Tethering is a huge plus as well.

Keeping the price point identical the iPad 2, given the sheer amount of new technology in the new iPad was most impressive. Those panels and those radios can't have lowered the bill of goods. Keeping the iPad 2 around at a $100 discount was just as impressive. It lowers the price differential between the cheapest iPad and the $299 budget tablets, and it makes the platform more accessible than ever to schools and Enterprise that don't need or don't want all the bells and whistles. For cash-strapped consumers, deciding between the $399 iPad 2 and $499 new iPad might be just as tough.

Glass shelves in iPhoto for iOS show skeumorphism is alive and well, perhaps more so than ever with all the faux brushes and other effects. It wasn't the more graceful Aperture-like experience I hoped for, and the user interface isn't as elegant as Apple achieved with GarageBand for iOS. It does complete the iLife package (iWeb and iDVD are dead, thank you very much), however, and pushes the iPad further into the content creation space.

It does Sherlock photo editing apps, but as Avid Studio showed against iMovie, there's still a lot of room for 3rd parties to show off. (Too bad Photoshop Touch didn't stick their landing.)

Siri didn't get any iPad user interface love at all.
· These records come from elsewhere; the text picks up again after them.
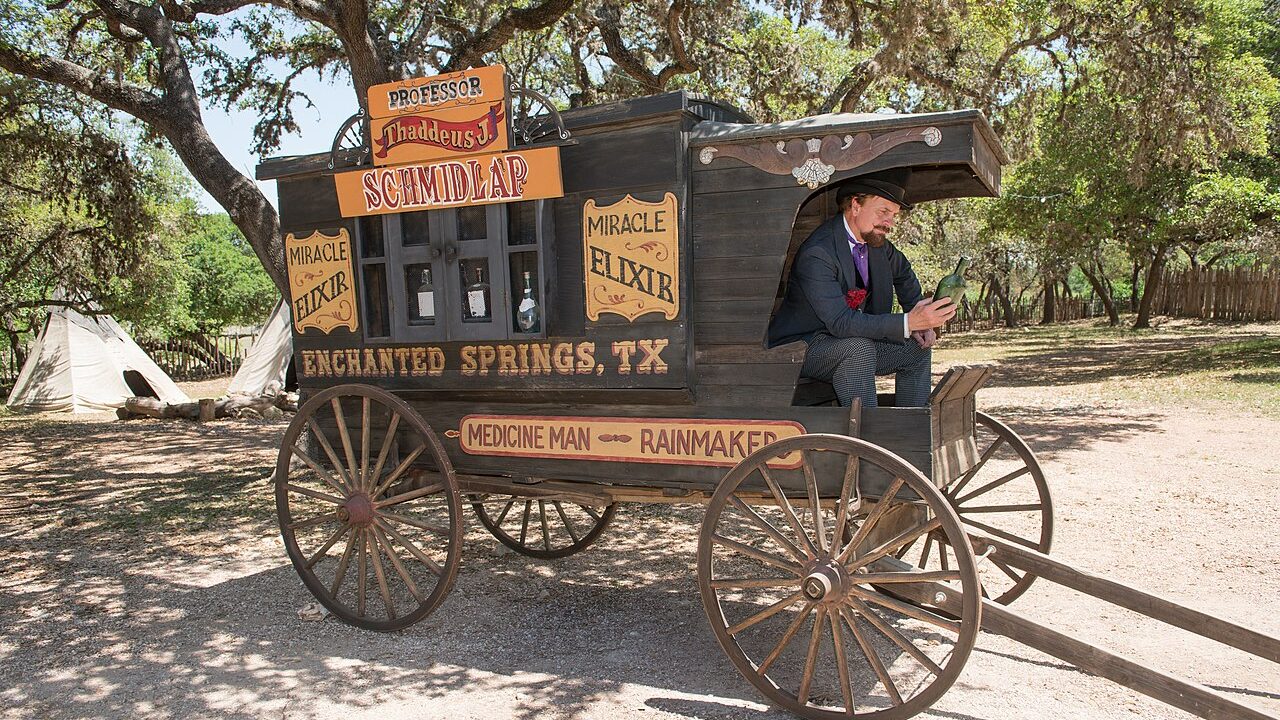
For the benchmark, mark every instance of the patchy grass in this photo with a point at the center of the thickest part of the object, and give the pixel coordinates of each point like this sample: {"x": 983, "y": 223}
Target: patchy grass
{"x": 1179, "y": 363}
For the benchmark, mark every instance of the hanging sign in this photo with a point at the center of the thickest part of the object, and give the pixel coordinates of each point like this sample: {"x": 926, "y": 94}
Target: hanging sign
{"x": 480, "y": 180}
{"x": 631, "y": 258}
{"x": 675, "y": 441}
{"x": 438, "y": 117}
{"x": 321, "y": 288}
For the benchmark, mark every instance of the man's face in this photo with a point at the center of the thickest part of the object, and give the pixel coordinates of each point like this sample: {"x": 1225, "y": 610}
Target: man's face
{"x": 872, "y": 219}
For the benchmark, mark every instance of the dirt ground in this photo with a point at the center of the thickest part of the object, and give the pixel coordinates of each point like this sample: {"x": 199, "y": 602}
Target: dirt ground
{"x": 144, "y": 574}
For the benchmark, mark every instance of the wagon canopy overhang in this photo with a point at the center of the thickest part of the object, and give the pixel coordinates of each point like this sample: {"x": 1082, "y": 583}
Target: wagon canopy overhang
{"x": 952, "y": 154}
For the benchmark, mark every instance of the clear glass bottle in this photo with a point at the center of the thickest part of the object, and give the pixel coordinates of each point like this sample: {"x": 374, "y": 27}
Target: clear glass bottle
{"x": 952, "y": 286}
{"x": 478, "y": 304}
{"x": 426, "y": 296}
{"x": 529, "y": 314}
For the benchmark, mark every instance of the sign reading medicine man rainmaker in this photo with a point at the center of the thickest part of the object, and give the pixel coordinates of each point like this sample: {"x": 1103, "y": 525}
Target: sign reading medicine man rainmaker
{"x": 320, "y": 281}
{"x": 631, "y": 251}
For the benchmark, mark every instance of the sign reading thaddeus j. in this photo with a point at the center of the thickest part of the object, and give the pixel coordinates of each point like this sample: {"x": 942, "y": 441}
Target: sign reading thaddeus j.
{"x": 631, "y": 251}
{"x": 321, "y": 287}
{"x": 439, "y": 117}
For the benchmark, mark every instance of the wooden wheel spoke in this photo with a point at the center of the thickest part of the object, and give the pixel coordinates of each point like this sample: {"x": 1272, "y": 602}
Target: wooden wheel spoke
{"x": 768, "y": 528}
{"x": 905, "y": 609}
{"x": 362, "y": 578}
{"x": 542, "y": 516}
{"x": 767, "y": 557}
{"x": 314, "y": 493}
{"x": 325, "y": 547}
{"x": 895, "y": 636}
{"x": 352, "y": 469}
{"x": 397, "y": 565}
{"x": 877, "y": 513}
{"x": 981, "y": 509}
{"x": 973, "y": 472}
{"x": 846, "y": 491}
{"x": 1002, "y": 534}
{"x": 524, "y": 523}
{"x": 846, "y": 689}
{"x": 767, "y": 613}
{"x": 810, "y": 482}
{"x": 407, "y": 496}
{"x": 872, "y": 657}
{"x": 906, "y": 578}
{"x": 896, "y": 542}
{"x": 319, "y": 469}
{"x": 388, "y": 440}
{"x": 753, "y": 583}
{"x": 416, "y": 523}
{"x": 408, "y": 545}
{"x": 786, "y": 638}
{"x": 504, "y": 510}
{"x": 343, "y": 563}
{"x": 810, "y": 657}
{"x": 330, "y": 454}
{"x": 568, "y": 527}
{"x": 380, "y": 573}
{"x": 400, "y": 469}
{"x": 993, "y": 484}
{"x": 792, "y": 519}
{"x": 312, "y": 522}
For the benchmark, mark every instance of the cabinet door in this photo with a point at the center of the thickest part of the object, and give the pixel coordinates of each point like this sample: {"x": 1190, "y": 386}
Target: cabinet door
{"x": 478, "y": 296}
{"x": 416, "y": 281}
The idea of moving Siri over to the bigger iPad screen was a challenge to begin with. As Alex Heath postulated, they went with a subset -- voice dictation rather than something more ambitious or nothing at all. That eases one of my text entry pain point, but it means Reminders will remain an app I populate solely via Siri on the iPhone 4S.

While Apple has previously referred to

Now the name. "The new iPad". The logic is sound -- it's not MacBook Air 3, after all, it's just MacBook Air. In theory it's cleaner and stronger branding. At least it would be if "The new" didn't squeak every time it turned around too fast. It's also a little awkward if a first time customer walks into a store and sees an "iPad 2" on the shelf next to an "iPad" and the "iPad 2" is the older, less-good-but-cheaper option. In a couple of generations, when the iPad 2 is a memory and it's been just "iPad" for years, it won't matter. But it does feel out of place right now. (And yes, Leanna predicted the next iPhone would be simply the "iPhone" so kudos to her for the concept, even if Apple beat her to the timeline.)
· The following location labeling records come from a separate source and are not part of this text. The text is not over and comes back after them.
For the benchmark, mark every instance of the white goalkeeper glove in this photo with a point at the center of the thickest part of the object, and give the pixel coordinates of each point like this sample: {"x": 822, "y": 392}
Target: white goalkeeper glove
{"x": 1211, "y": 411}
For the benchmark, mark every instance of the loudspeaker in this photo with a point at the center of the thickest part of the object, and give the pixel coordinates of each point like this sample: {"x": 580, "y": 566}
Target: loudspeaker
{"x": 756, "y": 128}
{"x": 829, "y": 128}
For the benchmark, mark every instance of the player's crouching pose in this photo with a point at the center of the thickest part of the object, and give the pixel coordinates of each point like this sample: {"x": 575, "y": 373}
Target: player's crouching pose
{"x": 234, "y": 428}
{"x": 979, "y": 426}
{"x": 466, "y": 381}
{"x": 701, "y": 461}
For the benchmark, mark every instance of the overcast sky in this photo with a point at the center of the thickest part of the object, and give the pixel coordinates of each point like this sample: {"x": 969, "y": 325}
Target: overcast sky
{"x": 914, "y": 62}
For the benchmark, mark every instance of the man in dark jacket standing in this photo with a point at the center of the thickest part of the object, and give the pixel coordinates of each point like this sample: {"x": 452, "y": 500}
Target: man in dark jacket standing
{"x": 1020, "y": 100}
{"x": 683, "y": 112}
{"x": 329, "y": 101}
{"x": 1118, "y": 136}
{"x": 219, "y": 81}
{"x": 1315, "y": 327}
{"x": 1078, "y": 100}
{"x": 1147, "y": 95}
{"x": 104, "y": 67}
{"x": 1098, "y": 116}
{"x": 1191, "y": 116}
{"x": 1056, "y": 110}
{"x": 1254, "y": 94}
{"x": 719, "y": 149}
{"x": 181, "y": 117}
(Technically, like iPods and Macs, Apple refers to "the new iPad" as iPad (3rd generation) on product order and support pages, and it has an internal model number of iPad 3,x, so you can still be precise if you ever need to be.)
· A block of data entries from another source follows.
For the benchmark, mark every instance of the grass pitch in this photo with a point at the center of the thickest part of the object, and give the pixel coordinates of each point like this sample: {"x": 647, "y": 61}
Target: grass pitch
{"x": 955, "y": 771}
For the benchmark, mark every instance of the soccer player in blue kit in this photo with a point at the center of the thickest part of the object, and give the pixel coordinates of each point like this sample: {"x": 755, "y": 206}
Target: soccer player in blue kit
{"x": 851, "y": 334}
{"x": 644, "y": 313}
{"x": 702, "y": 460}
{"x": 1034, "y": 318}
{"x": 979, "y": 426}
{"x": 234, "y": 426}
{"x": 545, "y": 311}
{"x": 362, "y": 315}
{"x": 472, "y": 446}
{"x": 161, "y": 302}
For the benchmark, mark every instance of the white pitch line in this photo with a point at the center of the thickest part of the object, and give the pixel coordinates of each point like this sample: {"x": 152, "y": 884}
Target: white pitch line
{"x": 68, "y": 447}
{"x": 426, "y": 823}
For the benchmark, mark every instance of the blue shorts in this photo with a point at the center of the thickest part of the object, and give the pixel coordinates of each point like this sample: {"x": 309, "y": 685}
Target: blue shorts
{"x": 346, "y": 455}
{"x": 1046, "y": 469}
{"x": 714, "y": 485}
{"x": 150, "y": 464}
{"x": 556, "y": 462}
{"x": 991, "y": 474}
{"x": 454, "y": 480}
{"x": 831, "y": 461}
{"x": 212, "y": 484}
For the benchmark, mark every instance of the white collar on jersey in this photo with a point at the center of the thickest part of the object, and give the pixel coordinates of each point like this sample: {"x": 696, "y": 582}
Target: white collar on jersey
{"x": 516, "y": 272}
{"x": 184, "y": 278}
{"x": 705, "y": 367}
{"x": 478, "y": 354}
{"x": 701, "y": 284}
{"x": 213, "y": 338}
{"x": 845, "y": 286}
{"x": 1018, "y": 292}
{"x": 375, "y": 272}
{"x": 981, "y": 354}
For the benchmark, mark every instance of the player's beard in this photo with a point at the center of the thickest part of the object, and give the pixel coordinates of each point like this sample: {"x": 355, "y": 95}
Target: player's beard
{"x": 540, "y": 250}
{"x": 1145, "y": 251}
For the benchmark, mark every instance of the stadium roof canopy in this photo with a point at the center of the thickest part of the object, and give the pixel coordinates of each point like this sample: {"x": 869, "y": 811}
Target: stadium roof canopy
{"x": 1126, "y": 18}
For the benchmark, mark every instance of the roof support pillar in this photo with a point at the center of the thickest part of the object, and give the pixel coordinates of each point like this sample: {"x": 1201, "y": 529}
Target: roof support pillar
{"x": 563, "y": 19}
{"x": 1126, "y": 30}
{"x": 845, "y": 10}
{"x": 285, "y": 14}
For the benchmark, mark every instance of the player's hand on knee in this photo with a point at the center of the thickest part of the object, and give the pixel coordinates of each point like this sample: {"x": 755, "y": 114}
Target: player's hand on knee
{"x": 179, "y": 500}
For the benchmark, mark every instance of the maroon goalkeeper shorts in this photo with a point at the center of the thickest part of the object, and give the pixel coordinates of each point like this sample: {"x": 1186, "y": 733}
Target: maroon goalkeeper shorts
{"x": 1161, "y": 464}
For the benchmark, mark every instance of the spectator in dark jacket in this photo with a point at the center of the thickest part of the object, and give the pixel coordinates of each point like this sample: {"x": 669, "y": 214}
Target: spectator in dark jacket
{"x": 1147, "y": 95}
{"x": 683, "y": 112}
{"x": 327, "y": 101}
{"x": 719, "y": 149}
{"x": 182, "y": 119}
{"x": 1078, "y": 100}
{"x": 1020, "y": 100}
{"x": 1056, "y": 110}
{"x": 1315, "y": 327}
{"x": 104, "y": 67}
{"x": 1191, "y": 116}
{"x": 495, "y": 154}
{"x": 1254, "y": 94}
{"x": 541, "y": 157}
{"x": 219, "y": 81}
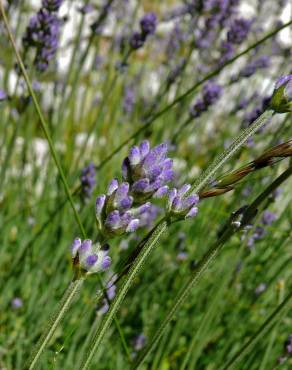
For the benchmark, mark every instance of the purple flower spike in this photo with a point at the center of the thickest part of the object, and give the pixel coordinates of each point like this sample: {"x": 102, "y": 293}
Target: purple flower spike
{"x": 148, "y": 24}
{"x": 16, "y": 303}
{"x": 147, "y": 170}
{"x": 75, "y": 247}
{"x": 52, "y": 5}
{"x": 90, "y": 260}
{"x": 99, "y": 204}
{"x": 181, "y": 205}
{"x": 113, "y": 185}
{"x": 106, "y": 263}
{"x": 42, "y": 33}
Phil Schiller was quoted rather broadly as saying the new name was a sign Apple didn't want to be predictable. That sounds like when the brilliant head chef has left the restaurant and the apprentices finally have direct access to the spice rack. It's no longer all saffron all the time, exactly the way they're told. There's more variety, more individuality, more nuance. Sometimes refreshingly so, sometimes head-scratchingly so. It may not always be as perfect, but it's even more exciting.

That rather neatly sums up both "the new iPad" and the new Apple.

Apple hasn't forgotten their roots -- they still bleed in six colors, they're just more willing to mix them up now.